Psalm 141: 2 Laat mijn gebed als reukwerk voor Uw aangezicht staan, laat mijn opgeheven handen als het avondoffer zijn.


3. Vuur van het altaar nemen

En dat gebed is gelinkt aan het altaar. De hogepriester moest in een gouden schaal gloeiende kolen van het altaar halen om daarmee het reukwerk aan te steken. Ons gebed moet onder leiding van Gods Geest gebeuren. We moeten bidden in de Geest. Later in de cursus ga ik hier uitgebreid op in.


4. Het volbrachte offer

De offerdienst vertelt ons in detail over het volbrachte werk van de Heer Jezus. Wij mogen mensen bij Hem brengen om gered, gerechtvaardigd en geheiligd te worden.


5. Het woord van God

De voorbidder heeft als belangrijkste wapen het woord van God. Het dient om leugens te weerleggen.

Zie de gevechtsuitrusting in de Efezebrief. Voorbede 1: Geestelijke strijd


6. Zegenen

Paulus en Petrus roepen ons op om te zegenen, zegen en vervloek niet. Ook wie u vervolgen.

Rom 12:14

Zegen wie u vervolgen. Zegen hen en vervloek hen niet.


1 Pet 3:9

Vergeld geen kwaad met kwaad of laster met laster, maar zegen daarentegen, omdat u weet dat u daartoe geroepen bent, opdat u zegen zult beërven.


In het Grieks:

εὐλογέω eulo’geo


Dat is een samenstelling van eu (goed) en logos (woord). Letterlijk dus goed spreken. Spreek het goede uit over anderen. Bid het goede uit over anderen.


7. Zonde bij God brengen

Net zoals de priesters werden gevraagd of er een zonde was of sprake van enige onreinheid zoals melaatsheid, mag de voorbidder de ander bij God brengen en vragen dat Hij zelf duidelijkheid geeft. Dat de Heer mag overtuigen van zonde, gerechtigheid en oordeel. Het is het werk van de Heilige Geest om van zonde te overtuigen. Dat is geen mensenwerk. Wij mogen daar wel voor bidden.

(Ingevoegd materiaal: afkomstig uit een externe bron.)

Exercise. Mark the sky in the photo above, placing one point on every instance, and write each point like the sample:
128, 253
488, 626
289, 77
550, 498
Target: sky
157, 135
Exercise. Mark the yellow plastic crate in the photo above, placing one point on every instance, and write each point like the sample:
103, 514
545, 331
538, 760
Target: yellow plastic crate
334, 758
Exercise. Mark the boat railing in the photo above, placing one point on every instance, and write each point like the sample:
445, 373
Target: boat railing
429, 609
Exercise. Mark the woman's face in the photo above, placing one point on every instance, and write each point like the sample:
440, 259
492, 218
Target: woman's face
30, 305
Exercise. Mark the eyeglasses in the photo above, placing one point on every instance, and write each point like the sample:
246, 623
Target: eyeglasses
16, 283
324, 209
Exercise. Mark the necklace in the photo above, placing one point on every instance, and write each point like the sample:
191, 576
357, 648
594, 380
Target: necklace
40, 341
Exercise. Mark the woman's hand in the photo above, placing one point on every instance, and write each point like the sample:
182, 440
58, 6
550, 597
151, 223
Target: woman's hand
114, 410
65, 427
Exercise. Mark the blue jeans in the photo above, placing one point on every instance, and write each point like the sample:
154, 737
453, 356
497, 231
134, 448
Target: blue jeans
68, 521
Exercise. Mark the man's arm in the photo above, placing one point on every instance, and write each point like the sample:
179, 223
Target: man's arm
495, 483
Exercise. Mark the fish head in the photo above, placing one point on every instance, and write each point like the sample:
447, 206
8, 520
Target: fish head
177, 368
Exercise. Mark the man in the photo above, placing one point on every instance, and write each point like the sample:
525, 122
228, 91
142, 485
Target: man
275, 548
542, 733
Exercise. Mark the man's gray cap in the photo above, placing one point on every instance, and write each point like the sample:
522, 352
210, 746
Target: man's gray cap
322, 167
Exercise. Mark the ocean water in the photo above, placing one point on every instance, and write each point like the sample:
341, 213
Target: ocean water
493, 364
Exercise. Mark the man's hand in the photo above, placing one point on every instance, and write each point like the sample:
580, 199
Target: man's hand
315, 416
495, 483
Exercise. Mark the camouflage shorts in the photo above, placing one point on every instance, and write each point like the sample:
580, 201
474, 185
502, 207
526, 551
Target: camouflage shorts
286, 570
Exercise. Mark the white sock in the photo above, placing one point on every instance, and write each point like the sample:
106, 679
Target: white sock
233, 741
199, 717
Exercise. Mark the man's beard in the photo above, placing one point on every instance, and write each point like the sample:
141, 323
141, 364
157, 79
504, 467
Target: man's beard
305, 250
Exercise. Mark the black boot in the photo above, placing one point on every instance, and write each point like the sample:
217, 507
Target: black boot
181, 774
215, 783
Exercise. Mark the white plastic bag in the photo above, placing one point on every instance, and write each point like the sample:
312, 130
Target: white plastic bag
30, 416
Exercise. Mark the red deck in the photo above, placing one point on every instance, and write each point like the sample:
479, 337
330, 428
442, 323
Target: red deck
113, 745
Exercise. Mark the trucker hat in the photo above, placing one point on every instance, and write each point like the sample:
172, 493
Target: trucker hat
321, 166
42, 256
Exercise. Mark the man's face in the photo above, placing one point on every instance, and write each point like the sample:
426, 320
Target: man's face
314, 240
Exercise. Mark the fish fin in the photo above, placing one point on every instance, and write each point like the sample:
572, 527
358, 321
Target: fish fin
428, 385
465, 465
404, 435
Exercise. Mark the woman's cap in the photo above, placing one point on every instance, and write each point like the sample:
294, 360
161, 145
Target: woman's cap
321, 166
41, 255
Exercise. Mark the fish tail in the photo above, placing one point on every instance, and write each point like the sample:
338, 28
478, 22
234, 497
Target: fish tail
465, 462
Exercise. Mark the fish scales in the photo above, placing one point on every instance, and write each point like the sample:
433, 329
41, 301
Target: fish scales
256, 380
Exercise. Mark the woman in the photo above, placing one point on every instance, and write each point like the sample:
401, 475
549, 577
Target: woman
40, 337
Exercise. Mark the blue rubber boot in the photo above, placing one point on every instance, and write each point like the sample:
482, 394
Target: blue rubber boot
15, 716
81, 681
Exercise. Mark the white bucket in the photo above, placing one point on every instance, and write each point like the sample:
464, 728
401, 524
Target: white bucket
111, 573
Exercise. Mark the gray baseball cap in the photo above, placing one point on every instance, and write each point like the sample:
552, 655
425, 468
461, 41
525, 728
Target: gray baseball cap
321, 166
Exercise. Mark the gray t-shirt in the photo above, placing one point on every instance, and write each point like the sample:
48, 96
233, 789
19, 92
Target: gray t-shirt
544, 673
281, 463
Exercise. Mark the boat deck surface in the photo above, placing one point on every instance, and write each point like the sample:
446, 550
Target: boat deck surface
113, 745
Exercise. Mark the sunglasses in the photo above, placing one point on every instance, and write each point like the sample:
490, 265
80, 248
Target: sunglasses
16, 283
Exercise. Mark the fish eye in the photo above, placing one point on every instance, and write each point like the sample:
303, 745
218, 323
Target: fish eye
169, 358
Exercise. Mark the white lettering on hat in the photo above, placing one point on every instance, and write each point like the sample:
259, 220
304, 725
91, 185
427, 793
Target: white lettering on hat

De priester had een bemiddelende rol. Tussen God en de mens, tussen de mens en God.

In het Nieuwe Verbond mag iedereen rechtstreeks naar God gaan. Maar toch mogen we voor elkaar ook een priesterlijke rol vervullen. Zowel voor broers en zussen als voor mensen die God nog niet kennen. We elkaar voor Gods troon brengen.


Priesters deden veel plaatsvervangend werk en ook plaatsvervangend gebed: “wij hebben gezondigd, wij vragen vergeving, wij vragen genezing, wij vragen bevrijding, wij hebben Uw hulp nodig, …” zie Voorbede 5: Soorten van gebed


Ik eindig met een beeld:

Als u wel eens een barbecue doet dan weet u dat de rook ervan in uw kleding trekt. Dat was ook zo bij de priesters die aan het altaar stonden. De brandlucht van het altaar droegen ze mee in hun kleding.

De priesters die dienst deden in het heiligdom werden dan weer doortrokken van de geur van het reukwerk. De doodsgeur en de levensgeur: niets was de priester vreemd. Dat geldt ook voor ons priesters van het Nieuwe Verbond.

2 Kor 2:14-16

En God zij dank, Die ons in Christus altijd doet triomferen en door ons de geur van Zijn kennis op iedere plaats openbaar maakt.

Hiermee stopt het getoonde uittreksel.